Yes, this is supposed to be a photography blog, but there are no photos associated with this story. The closest thing to a camera I had with me when it all occurred was my iPhone camera, and it would have been useless for this situation.
So would it be okay if this time I try to show you what I’m saying by painting pictures with words?
I live in Darnestown, MD. It’s kind of on the edge of suburban Gaithersburg and the still open rural “agricultural preserve” area of Montgomery County, one of the mega-suburbs of Washington, DC.
My house is an old farmhouse, on about 2 equally old acres of land. Much humbler than it sounds. There’s a small porch behind the house looking over the back yard. The back yard is maybe an acre or a little less of open grass, surrounded by trees on three sides. But it’s not a solid ring of trees.
Sitting on the porch, from the right side there’s a stand of trees going back and then breaking at about “1 o’clock” for about twenty feet, a few larger trees but no underbrush so you can see through to more grass area and the deeper woods of Seneca State Park beyond.
Then there’s a patch of trees with pretty solid undergrowth – you can’t see through it. That’s from about 12:30 to 12:00 coming around counter-clockwise.
Then there’s another open area with an old redbud and a young(er) though steadily growing oak, but clear underneath, opening back onto another uncut wild grass area that goes back into the tree line of the park.
Then at about 11:30 and on to the left there’s a stand of big old boxwoods surrounding an old garden, and the line of trees along the property up around to the left.
Got the picture?
So, this evening near sunset I’m sitting on the porch, deeply in thought about sales and marketing questions, trying to come up with the perfect conversation introduction, when I hear a huffing and puffing and snorting sounding like it’s coming from in or behind that patch of thick trees and brush at right rear, between 12:30 and 1:00.
This ruckus went on for 4 or 5 minutes. Sounded “deer-like”, but unusual for this time of year.
Then it stopped.
One of the younger does had previously just walked halfway up the yard and looked at me, half cautious and half annoyed by my presence. She’s really rough looking – an odd too-light color coat, scruffy like she has mange, thin as a rail with the ribs sticking out. The “humane” result of the anti-hunters getting their way about controlled hunts in the park.
But she walked off and I didn’t see any of the others. They’re usually around in groups of three or four at a time at this time of evening.

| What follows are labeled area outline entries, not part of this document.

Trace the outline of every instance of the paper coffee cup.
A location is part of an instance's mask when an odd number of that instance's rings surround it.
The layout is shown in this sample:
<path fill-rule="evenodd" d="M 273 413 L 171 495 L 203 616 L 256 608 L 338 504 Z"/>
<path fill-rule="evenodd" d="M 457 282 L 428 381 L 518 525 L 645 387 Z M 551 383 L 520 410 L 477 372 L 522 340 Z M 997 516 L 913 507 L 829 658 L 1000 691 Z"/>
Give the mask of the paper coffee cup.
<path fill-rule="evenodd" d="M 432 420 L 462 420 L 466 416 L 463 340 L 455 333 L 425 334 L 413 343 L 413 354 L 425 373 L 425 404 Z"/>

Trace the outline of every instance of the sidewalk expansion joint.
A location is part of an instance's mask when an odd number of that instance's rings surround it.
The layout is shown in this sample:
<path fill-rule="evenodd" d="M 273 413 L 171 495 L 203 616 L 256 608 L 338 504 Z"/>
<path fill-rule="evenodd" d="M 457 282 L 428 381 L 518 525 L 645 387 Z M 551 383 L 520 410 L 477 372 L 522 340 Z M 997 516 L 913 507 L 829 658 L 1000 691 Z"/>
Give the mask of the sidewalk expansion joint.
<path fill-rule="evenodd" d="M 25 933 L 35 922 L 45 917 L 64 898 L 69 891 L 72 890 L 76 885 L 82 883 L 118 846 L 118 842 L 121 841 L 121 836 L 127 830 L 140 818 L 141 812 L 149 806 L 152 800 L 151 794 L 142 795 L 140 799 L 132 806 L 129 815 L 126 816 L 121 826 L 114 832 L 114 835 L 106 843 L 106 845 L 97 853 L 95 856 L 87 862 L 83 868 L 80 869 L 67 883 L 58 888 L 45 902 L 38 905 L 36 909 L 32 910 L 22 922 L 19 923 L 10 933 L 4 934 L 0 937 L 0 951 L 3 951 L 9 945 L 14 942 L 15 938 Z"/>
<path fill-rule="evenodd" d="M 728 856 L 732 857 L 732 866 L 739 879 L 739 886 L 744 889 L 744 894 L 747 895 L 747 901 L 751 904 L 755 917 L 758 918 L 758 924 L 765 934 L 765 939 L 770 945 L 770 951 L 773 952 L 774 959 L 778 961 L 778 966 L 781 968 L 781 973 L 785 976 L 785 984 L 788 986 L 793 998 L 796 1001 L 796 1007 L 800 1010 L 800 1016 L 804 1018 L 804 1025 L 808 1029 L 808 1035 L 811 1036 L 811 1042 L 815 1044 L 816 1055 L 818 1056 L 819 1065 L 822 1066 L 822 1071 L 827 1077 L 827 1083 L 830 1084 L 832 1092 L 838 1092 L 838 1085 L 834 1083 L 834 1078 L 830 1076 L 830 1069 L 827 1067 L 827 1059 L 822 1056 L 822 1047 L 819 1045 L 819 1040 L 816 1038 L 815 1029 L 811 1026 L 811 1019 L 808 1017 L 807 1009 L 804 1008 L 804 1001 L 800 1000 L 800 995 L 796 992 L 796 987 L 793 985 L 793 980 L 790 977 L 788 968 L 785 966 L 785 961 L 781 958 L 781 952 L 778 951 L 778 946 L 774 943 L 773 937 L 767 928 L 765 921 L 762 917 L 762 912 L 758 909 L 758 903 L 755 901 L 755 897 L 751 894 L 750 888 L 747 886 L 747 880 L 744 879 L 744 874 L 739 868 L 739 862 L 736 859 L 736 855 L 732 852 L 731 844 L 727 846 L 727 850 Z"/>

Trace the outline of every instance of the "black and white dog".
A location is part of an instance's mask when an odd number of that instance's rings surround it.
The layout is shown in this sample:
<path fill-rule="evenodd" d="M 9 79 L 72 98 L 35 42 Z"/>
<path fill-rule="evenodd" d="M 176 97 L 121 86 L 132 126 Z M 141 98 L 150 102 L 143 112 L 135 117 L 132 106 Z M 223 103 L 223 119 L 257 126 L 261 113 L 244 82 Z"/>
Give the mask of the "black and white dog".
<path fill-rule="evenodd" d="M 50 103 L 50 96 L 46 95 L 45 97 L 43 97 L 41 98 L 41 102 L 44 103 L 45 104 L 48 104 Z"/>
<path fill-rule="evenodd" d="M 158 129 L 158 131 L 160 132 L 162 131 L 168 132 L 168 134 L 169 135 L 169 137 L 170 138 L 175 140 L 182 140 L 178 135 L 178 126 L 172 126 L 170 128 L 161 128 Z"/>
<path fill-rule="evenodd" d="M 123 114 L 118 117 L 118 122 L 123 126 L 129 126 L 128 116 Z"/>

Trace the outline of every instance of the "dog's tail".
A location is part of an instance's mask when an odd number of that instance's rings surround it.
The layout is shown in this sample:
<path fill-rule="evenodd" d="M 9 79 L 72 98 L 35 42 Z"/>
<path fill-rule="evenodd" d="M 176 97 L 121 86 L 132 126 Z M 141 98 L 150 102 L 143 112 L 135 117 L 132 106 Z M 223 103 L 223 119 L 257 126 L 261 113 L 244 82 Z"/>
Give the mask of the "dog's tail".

Well anyway, about another five minutes after the noise stops, out comes one of the older does walking through the clearing at 12:00 to the left, followed right behind by a fawn, walking quite well, not fumbling around on its new legs. About a foot high, barely taller than the grass. No bigger than the red fox that strolls around having decided he owns the property. About the size of a big, happy, lazy house cat. But much leaner and livelier.
And it occurs to me – all that huffing and snorting – was the doe, giving birth!
For the past month I’ve been watching two obviously pregnant does waddling around among the herd that makes their home in my yard, coming up and eating at the base of the bird feeder where the birds scatter all the seed in their mad rush to get to the good stuff, the sunflower seeds.
For this one, today was the day!
The little guy will disappear for the next four to six weeks, tucked away deep in the woods until mom decides it’s time to come on out of hiding and learn the ropes of deer life.
Yes they’re pests that I not too kindly refer to as “wood rats”, grey-tan, long nosed, long tailed, carrying disease and tearing up everything. They’re the bane of my garden, and the reason I have to fence every plant I want to have a prayer of surviving.
But for those three months or so, from mid-June to September, it is a blast seeing those little spotted guys bouncing around, acting like – well, like the little kids they are. Even though their parents are trying to devastate my garden while the kids cause a diversion.
But geeze, they’re fun to watch grow up.
Oh, and about 15 minutes later the other pregant doe was at the bird feeder, with three or four of her compadres. So there’s still more to come.
And so once again, right in the middle of the daily challenges of making a business happen, I am reminded – life is a pretty amazing place to live!